The lightning had flung Sarkan back among the trees; he staggered out of them, his own clothes singed and blackened with smoke, and pointed at the stream. “Kerdul foringan,” he said, his voice rasping like hornets and faint in my ears, and the stream quivered. “Tual, kerdul—” and the riverbank crumbled away. The stream turned uncertainly, slowly, and ran into the new bed: diverting from the pool and from the burning tree. The water left standing in the pool began rising up in hot gouts of steam.
The Wood-queen whirled on him. She held out her hands and more plants came bursting up out of the water. She gripped the vine-tops in her fists and pulled them up, and then she flung them at him. The vines grew and swelled as they flew through the air, and they lashed themselves around him, arms and legs, thickening; they toppled him to the ground. I tried to push myself up. My hands were stinging, my nose was full of smoke. But she came towards me too quickly, a living coal, tangled threads of smoke and mist still thick about her body. She seized me and I screamed. I smelled my own flesh crisping, blackening where she gripped me by the arms.
She dragged me off my feet. I couldn’t see or think for pain. My shift was smoldering, the sleeves burning and falling off my arms below the curl of her branding fingers. The air around her was oven-hot, rippling like water. I turned my face away from her to fight for breath. She dragged me with her through the pond and up onto the blackened ruin of her resting-mound, towards the shattered tree.
I guessed what she meant to do to me then, and even through pain I screamed and fought her. Her grip was implacable. I kicked at her with my bare feet, scorching them; I reached blindly for magic and cried out half a spell, but she shook me so furiously my teeth clacked on it in my mouth. She was a burning ember around me, fire everywhere. I tried to grab her, to pull myself against her. I would rather have burned to death. I didn’t want to know what corruption she would make out of me, what she would do with my strength poured into that vast heart-tree, here in the center of the Wood.

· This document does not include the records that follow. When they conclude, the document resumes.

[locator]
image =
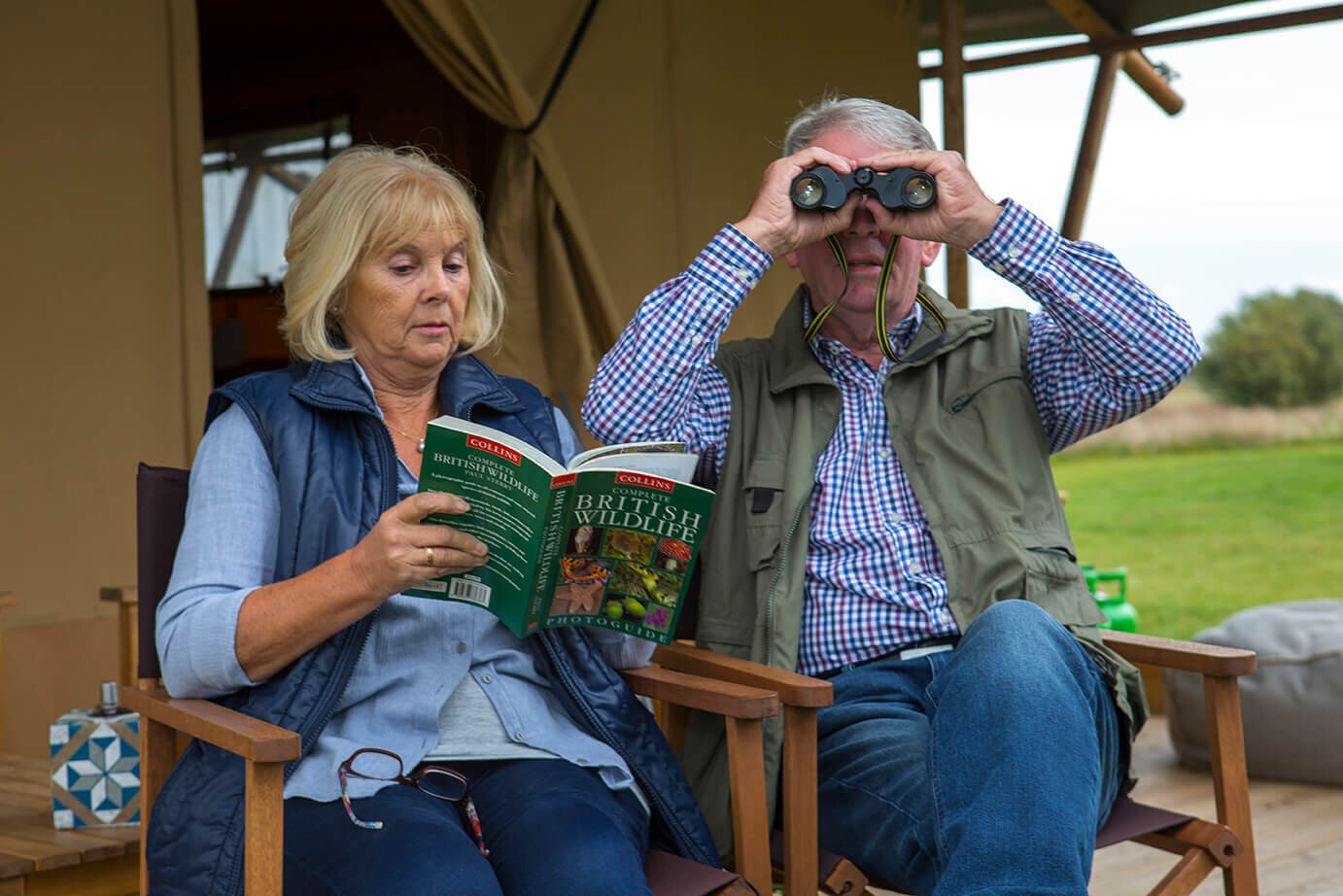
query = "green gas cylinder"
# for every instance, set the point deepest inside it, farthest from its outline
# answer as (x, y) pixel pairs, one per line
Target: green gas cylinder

But she kept her arms rigid. She thrust me through crisping wood and ash into the hollow my lightning had left in the shattered heart of the tree. The wrapping vines tightened. The heart-tree closed around me like a coffin-lid.
Chapter 31
Cool wet sap slid over me, green and sticky, drenching my hair, my skin. I pushed against the wood, frantic, choking out a spell of strength, and the tree cracked back open. I clawed wildly for the edges of the bark and got my bare foot into the bottom of the crack and heaved myself scrambling back out into the glade, sharp splinters of bark driving into my fingers and toes. Blind with terror I crawled, ran, flung myself away from the tree, until I fell into the cold water thrashing, and lifted myself out—and I realized everything was different.

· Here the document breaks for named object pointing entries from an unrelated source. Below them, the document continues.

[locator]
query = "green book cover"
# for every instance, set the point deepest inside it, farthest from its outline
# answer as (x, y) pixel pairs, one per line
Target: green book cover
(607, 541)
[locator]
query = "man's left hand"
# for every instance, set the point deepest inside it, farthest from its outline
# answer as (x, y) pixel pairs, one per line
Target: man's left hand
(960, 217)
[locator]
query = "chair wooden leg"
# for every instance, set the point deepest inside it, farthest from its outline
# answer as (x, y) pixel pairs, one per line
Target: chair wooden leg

There was no trace of fire or fighting. I didn’t see Sarkan or the Wood-queen anywhere. Even the vast heart-tree was gone. So were most of the others. The glade was more than half-empty. I stood on the shore of the lapping quiet pool alone, in what might have been another world. It was bright morning instead of afternoon. Birds flitted between branches, talking, and the frogs sang by the rippling water.

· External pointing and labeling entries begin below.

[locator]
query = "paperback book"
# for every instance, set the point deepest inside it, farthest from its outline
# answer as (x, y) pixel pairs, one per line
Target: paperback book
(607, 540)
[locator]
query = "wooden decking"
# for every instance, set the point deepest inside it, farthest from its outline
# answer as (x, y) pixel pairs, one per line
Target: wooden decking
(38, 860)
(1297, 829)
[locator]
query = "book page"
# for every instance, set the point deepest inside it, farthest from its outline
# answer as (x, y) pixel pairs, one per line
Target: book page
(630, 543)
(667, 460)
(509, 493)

I understood at once that I was trapped, but this place didn’t feel like the Wood. It wasn’t the terrible twisted shadow-place where I’d seen Kasia wandering, where Jerzy had slumped against a tree. It didn’t even feel like the real glade, full of its unnatural silence. The pool lapped gently at my ankles. I turned and ran splashing down the streambed, back along the Spindle. Sarkan couldn’t cast the Summoning alone to show me the way to escape, but the Spindle had been our way in: maybe it could be the way out.